# ReXile Full Regex Engine - Implementation Roadmap
## Current Status (v0.2.0)
### ✅ Implemented (v0.2.0)
- Literal strings (`hello`)
- Alternation (`foo|bar|baz`) - using aho-corasick
- Anchors (`^start`, `end$`, `^exact$`)
- Pattern caching (global cache with OnceLock)
- Find operations (`find`, `find_all`)
- Character classes `[a-z]`, `[0-9]`, `[^abc]` with negation
- Quantifiers `*`, `+`, `?`
- Escape sequences `\.`, `\d`, `\w`, `\s`, `\n`, `\t`
- **Dot wildcard** `.`, `.*`, `.+` with backtracking (v0.2.0)
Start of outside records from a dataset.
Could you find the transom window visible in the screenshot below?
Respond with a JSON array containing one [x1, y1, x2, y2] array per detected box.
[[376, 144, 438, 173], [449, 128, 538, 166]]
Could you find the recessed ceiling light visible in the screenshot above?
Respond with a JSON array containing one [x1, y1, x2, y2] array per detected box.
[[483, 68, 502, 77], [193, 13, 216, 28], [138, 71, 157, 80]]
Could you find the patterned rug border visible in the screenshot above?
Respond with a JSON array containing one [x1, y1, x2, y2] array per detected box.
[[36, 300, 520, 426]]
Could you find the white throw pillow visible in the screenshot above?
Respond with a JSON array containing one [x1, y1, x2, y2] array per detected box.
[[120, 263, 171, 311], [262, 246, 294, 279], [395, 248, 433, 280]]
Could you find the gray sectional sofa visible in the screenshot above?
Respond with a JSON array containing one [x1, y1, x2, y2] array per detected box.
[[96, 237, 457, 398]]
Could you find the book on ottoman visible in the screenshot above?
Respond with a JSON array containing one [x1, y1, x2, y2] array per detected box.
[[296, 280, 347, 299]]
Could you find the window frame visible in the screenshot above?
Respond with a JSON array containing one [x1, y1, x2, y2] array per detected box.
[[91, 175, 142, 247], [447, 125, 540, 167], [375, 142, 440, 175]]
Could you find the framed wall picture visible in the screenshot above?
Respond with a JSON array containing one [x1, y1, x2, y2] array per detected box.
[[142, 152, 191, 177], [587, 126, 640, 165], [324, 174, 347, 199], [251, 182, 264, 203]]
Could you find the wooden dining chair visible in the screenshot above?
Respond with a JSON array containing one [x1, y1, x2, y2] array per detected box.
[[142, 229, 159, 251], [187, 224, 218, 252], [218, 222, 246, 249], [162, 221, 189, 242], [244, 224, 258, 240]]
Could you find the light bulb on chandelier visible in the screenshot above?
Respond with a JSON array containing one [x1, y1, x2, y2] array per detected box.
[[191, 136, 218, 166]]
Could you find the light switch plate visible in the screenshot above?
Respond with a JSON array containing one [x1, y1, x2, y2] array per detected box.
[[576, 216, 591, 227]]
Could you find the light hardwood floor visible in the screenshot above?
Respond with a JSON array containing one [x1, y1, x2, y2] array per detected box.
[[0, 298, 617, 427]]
- **Capturing groups** with auto-detection (v0.2.0)
- Sequences and groups
- Word boundaries `\b`, `\B`
### 🚧 In Progress / Planned
- Bounded quantifiers `{n}`, `{n,m}`
- Non-greedy quantifiers `*?`, `+?`
- Lookahead/lookbehind `(?=...)`, `(?<=...)`
- Backreferences `\1`, `\2`
- Unicode support `\p{L}`, `\p{N}`
- Character classes `[a-z]`, `[0-9]`, `[^abc]`
- Quantifiers `*`, `+`, `?`, `{n,m}`
- Escape sequences `\.`, `\d`, `\w`, `\s`
## Roadmap to Full Regex Support
### Phase 1: Character Classes (Priority: HIGH)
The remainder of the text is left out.